Saul Alinsky Political Strategy

Saul Alinsky Political Strategy. Don’t laugh. It works, unbelievably well!

“Rules for Radicals” – 1971, and forever.

1. Power isn’t just what you have, but what your opponent thinks you have. Make them believe you’re stronger than you are.

2. Stay within your supporters’ experience. Don’t use ideas or language they don’t understand.

3. Go outside your opponents’ experience when possible. This can confuse and unsettle them.

4. Make your opponents follow their own rules strictly. They often can’t live up to their own standards.

5. Use ridicule as a weapon. It’s hard for opponents to counter and can make them angry, causing mistakes. Blame your opponent for things you have done or about to do. This makes it sound like an excuse when they defend themselves. If they are explaining, they are losing.

6. Use tactics your people enjoy. This keeps them motivated and involved.

7. Don’t let a tactic drag on too long. It gets boring and less effective.

8. Keep constant pressure on your opponents. Don’t let up.

9. The threat of something is often scarier than the thing itself. Use this to your advantage.

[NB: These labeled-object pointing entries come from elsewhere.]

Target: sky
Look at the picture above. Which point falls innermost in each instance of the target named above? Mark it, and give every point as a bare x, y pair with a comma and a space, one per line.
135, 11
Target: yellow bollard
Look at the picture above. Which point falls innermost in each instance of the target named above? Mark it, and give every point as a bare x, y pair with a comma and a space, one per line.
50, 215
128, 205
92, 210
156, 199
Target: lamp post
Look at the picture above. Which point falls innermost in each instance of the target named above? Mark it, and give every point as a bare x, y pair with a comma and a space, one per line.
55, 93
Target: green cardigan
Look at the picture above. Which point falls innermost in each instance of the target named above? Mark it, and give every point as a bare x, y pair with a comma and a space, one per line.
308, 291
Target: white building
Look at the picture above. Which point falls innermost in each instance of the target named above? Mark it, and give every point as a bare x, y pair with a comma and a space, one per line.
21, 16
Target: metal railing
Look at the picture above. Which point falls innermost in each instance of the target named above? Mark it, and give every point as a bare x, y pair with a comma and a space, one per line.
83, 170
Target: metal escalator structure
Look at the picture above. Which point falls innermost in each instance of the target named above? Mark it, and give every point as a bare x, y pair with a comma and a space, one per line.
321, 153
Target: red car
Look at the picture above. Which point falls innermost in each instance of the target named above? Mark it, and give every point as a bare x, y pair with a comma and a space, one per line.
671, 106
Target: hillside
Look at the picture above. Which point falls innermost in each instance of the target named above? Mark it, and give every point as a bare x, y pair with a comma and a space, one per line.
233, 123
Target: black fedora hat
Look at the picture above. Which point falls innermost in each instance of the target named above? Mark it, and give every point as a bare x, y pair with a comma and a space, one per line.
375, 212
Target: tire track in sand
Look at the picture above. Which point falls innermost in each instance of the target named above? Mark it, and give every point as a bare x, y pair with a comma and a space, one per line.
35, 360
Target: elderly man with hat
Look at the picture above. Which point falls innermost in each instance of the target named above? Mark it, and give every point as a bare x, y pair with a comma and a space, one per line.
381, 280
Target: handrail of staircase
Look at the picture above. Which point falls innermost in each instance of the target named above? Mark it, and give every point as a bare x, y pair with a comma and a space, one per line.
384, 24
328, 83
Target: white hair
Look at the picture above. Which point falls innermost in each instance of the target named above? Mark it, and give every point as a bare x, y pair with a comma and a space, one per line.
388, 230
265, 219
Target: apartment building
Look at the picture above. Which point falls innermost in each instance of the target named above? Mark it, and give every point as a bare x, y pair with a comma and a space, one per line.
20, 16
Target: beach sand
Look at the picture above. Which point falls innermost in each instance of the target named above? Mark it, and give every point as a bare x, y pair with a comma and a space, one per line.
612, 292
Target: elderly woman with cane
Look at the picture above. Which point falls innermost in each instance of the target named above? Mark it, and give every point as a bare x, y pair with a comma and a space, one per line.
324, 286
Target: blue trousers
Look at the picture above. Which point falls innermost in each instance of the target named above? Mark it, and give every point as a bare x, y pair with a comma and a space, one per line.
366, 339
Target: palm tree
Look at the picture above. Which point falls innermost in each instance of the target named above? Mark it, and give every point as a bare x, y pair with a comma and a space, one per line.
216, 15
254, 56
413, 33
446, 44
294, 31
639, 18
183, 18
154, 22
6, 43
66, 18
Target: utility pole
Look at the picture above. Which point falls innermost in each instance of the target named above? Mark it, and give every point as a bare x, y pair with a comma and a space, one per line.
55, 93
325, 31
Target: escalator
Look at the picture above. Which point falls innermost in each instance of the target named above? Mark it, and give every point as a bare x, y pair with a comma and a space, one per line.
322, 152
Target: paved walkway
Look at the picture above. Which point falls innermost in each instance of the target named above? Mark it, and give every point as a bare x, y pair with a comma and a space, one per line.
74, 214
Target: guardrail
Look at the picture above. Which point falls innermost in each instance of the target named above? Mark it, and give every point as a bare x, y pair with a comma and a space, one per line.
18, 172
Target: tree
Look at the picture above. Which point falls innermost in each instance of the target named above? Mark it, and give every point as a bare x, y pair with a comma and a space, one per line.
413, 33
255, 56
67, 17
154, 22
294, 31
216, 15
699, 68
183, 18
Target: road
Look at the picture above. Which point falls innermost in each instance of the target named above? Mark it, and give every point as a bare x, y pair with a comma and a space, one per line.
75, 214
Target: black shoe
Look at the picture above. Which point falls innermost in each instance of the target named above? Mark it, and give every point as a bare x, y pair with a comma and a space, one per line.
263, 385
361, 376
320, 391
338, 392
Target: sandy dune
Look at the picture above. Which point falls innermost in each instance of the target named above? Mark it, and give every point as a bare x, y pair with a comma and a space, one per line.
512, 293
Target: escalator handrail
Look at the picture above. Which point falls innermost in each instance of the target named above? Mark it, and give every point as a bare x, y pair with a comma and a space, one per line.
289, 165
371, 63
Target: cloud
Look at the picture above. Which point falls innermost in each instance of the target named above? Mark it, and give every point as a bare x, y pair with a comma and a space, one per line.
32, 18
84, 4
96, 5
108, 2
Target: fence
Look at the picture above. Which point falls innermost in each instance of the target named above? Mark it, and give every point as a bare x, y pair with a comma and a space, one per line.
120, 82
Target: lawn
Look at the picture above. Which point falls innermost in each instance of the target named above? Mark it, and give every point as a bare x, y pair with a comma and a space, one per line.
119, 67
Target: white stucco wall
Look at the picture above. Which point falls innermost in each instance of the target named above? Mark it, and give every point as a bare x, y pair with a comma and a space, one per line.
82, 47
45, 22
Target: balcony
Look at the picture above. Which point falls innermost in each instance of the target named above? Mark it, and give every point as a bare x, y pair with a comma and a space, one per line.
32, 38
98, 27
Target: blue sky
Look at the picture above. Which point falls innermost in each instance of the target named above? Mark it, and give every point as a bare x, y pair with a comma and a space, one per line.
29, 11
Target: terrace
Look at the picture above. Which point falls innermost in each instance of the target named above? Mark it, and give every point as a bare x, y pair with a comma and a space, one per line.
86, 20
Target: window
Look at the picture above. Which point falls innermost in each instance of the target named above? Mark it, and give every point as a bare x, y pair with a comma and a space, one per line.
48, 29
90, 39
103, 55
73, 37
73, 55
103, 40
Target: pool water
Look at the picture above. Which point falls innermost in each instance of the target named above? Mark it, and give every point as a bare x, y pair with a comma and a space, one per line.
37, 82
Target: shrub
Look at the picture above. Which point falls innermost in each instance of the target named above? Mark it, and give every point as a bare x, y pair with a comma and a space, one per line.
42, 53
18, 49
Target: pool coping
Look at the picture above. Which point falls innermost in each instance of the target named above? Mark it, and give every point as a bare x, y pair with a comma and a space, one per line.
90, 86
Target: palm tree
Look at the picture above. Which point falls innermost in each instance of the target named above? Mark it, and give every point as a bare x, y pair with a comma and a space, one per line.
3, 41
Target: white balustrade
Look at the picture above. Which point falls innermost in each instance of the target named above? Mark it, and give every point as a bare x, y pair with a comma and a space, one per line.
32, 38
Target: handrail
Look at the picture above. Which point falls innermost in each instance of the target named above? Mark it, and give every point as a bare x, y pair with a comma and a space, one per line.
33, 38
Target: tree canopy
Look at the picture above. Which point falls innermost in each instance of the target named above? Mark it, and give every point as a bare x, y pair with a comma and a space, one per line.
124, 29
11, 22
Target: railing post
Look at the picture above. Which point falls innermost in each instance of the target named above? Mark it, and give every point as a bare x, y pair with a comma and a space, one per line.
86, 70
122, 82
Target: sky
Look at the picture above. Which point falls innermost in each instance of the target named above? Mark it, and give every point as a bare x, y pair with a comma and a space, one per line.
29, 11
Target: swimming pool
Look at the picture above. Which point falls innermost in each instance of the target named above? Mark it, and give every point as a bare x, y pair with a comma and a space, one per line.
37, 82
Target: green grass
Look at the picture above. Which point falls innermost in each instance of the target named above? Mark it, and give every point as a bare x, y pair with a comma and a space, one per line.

10. Develop operations that keep constant pressure on the opposition.

11. If you push a negative idea hard enough, it can turn into a positive.

12. When you win, have a plan ready for what to do next.

13. Pick a specific target, focus on it, and make it personal. Personal character attacks remove the focus from performance or ideas. Use grand and large unprovable descriptions of how dangerous they are. “Debunked” and “discredited” are almost magic words when the opponent attacks with statistics or facts, or even video or photographs. Destroying your opponent is often easier than proving a point by performance or logic.

Since opponents are each likely to use these strategies, those who ask “WWSA Do” most shrewdly, and “print the most handbills,” push the most advertisement and “name recognition” dollars around, will generally “win”.

A different strategy entirely, that you would hear from Christopher Voss and Brandon Voss, would be “a person is six times more likely to buy from someone they actually LIKE — than someone they dislike.“ WOW! Wouldn’t it be fun if politicians took that seriously sometime.